Nokia ships 21.5m smart devices, outpaced by Apple
By Electronista Staff
Nokia this morning claimed a minor return to form with an upturn in its phone business, especially smartphones. It shipped a much larger 21.5 million "converged devices," which includes both its smartphones and the Booklet 3G, in the first quarter of the year. The tally is a 57 percent jump from a year ago and is estimated to give it 41 percent of thesmartphone market, or a slight recovery from both the fall and from a year ago.
Its overall cellphone shipments were up a more modest 16 percent to 107.8 million units, which combined with job cuts was enough to boost its profit up 60 percent from a year ago to 820 million euros, or about $1.1 billion.
The gains, while an improvement, weren't necessarily enough to outpace competition in the smartphone arena.

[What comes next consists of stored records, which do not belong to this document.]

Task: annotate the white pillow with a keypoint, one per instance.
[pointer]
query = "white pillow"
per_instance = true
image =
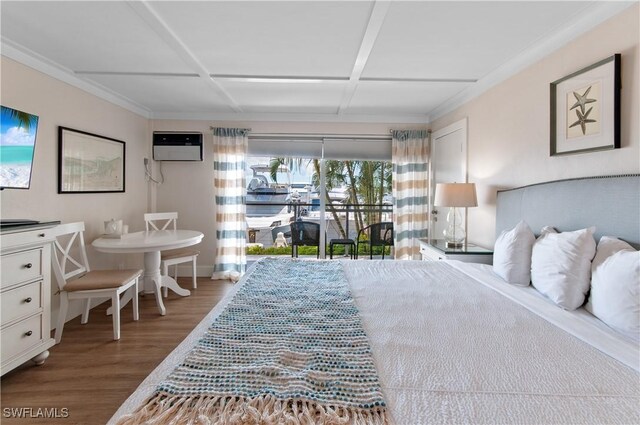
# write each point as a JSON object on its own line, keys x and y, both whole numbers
{"x": 561, "y": 265}
{"x": 615, "y": 286}
{"x": 512, "y": 254}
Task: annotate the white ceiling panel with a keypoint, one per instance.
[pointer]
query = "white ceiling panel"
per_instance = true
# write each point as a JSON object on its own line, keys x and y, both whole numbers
{"x": 296, "y": 38}
{"x": 365, "y": 61}
{"x": 404, "y": 98}
{"x": 89, "y": 36}
{"x": 461, "y": 39}
{"x": 166, "y": 94}
{"x": 321, "y": 98}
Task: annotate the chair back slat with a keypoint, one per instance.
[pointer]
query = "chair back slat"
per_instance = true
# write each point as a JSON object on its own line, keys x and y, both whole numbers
{"x": 381, "y": 234}
{"x": 161, "y": 221}
{"x": 305, "y": 233}
{"x": 70, "y": 257}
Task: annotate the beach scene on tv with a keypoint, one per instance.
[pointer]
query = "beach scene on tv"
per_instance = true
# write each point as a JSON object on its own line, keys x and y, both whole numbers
{"x": 17, "y": 144}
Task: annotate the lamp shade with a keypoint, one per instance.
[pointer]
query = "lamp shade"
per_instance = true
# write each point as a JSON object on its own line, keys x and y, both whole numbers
{"x": 455, "y": 195}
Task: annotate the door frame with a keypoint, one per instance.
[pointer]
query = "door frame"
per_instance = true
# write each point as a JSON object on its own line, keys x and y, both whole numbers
{"x": 461, "y": 125}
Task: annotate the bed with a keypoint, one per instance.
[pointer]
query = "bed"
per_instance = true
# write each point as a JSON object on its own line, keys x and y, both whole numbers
{"x": 454, "y": 343}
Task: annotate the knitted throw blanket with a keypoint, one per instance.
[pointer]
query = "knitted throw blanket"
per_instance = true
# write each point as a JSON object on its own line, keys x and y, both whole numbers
{"x": 288, "y": 349}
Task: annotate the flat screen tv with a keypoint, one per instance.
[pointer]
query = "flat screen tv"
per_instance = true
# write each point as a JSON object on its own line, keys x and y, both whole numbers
{"x": 17, "y": 147}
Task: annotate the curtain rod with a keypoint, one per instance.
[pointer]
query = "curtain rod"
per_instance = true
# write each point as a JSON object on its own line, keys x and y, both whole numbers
{"x": 428, "y": 131}
{"x": 212, "y": 127}
{"x": 336, "y": 136}
{"x": 317, "y": 137}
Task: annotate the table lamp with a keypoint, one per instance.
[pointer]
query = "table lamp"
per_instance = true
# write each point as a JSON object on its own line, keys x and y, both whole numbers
{"x": 455, "y": 195}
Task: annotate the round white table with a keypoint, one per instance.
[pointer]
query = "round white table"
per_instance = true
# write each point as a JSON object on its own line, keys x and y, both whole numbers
{"x": 151, "y": 244}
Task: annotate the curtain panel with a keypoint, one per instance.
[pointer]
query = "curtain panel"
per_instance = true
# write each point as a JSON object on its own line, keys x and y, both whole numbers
{"x": 410, "y": 159}
{"x": 229, "y": 152}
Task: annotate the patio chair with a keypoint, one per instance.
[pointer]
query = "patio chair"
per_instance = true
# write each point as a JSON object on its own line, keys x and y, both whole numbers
{"x": 304, "y": 233}
{"x": 377, "y": 234}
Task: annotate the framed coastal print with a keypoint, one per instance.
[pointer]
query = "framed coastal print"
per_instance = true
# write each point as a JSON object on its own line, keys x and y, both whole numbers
{"x": 585, "y": 109}
{"x": 88, "y": 163}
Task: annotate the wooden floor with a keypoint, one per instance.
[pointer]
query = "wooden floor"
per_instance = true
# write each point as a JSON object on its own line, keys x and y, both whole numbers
{"x": 90, "y": 374}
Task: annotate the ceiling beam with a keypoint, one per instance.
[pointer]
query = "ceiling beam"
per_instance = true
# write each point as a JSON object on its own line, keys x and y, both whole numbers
{"x": 376, "y": 20}
{"x": 153, "y": 19}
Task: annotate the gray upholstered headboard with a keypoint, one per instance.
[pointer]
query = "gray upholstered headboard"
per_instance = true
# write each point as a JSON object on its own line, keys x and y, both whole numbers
{"x": 611, "y": 203}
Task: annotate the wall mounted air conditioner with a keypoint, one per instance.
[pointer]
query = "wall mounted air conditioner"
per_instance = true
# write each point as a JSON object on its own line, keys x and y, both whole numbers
{"x": 177, "y": 146}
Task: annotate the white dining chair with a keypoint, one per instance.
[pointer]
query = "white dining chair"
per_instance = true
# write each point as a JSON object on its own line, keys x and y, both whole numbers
{"x": 77, "y": 281}
{"x": 164, "y": 221}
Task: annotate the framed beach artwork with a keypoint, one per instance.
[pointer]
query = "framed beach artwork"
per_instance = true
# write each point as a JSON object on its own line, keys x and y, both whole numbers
{"x": 585, "y": 109}
{"x": 17, "y": 147}
{"x": 88, "y": 163}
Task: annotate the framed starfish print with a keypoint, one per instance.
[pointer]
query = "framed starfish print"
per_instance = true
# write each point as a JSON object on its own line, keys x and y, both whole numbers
{"x": 585, "y": 109}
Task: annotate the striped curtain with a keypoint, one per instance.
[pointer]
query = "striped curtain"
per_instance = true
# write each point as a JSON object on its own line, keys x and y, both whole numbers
{"x": 229, "y": 151}
{"x": 410, "y": 158}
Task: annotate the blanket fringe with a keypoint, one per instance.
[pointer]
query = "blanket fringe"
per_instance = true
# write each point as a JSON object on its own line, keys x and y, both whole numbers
{"x": 162, "y": 409}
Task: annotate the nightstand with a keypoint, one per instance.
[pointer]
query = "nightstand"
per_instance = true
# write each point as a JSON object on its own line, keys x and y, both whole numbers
{"x": 469, "y": 253}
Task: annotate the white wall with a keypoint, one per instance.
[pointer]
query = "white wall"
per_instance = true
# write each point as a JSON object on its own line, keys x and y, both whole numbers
{"x": 59, "y": 104}
{"x": 508, "y": 142}
{"x": 188, "y": 186}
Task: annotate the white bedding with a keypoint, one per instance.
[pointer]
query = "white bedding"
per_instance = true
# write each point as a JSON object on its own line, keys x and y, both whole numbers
{"x": 451, "y": 350}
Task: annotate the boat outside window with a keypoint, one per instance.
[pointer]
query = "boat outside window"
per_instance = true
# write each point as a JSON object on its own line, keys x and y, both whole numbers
{"x": 281, "y": 190}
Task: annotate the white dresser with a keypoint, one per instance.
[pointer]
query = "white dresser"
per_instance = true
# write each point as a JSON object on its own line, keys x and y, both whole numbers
{"x": 25, "y": 294}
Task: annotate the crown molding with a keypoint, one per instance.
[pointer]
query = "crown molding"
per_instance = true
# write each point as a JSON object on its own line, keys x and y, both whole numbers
{"x": 596, "y": 15}
{"x": 38, "y": 62}
{"x": 292, "y": 117}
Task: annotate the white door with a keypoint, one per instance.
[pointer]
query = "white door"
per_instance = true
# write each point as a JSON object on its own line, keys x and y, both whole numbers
{"x": 448, "y": 165}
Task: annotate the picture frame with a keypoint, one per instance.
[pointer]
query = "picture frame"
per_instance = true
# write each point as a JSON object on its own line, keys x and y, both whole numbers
{"x": 89, "y": 163}
{"x": 585, "y": 109}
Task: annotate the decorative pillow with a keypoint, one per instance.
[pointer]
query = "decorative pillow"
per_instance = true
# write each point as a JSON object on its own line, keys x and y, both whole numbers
{"x": 615, "y": 286}
{"x": 561, "y": 265}
{"x": 512, "y": 254}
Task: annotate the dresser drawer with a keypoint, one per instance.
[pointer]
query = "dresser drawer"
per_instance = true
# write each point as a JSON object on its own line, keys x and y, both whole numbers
{"x": 21, "y": 267}
{"x": 20, "y": 302}
{"x": 20, "y": 337}
{"x": 20, "y": 240}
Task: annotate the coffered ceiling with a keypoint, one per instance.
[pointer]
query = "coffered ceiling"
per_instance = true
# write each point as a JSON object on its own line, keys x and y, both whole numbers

While enough to hold on to its lead in sheer volume, the growth was far slower than Apple's 131 percent jump in iPhone shipments. Nokia also didn't say how many of its 21.5 million units were Booklet 3Gs and likely had a smaller actual share in pure phone devices.
Apple is so far the only major smartphone maker known to have seen a quarter-to-quarter increase in its phone shipments following the typical post-holiday lull, although LG, Motorola, Samsung and Sony Ericsson have yet to report back on their own results.
Nokia still expects the phone industry's numbers to grow 10 percent in 2010 but also thinks its market share will stay flat over the year. It hasn't said what it expects to keep its performance going in the current quarter and is mostly relying on existing phones as well as entry-level smartphones like the C5and 5230 for the spring. Company chief Olli-Pekka Kallasvuo admitted that the company still faces "tough competition with respect to the high end of our mobile device portfolio," likely referencing both Apple and RIM.
The first Symbian^3 phone has also been dealt a setback, as Nokia has officially said it's on track to announce the phone in the spring but that it won't actually ship until sometime in the summer. The new OS adds frequently requested features that would help Symbian catch up to modern smartphone platforms, such as multi-touch.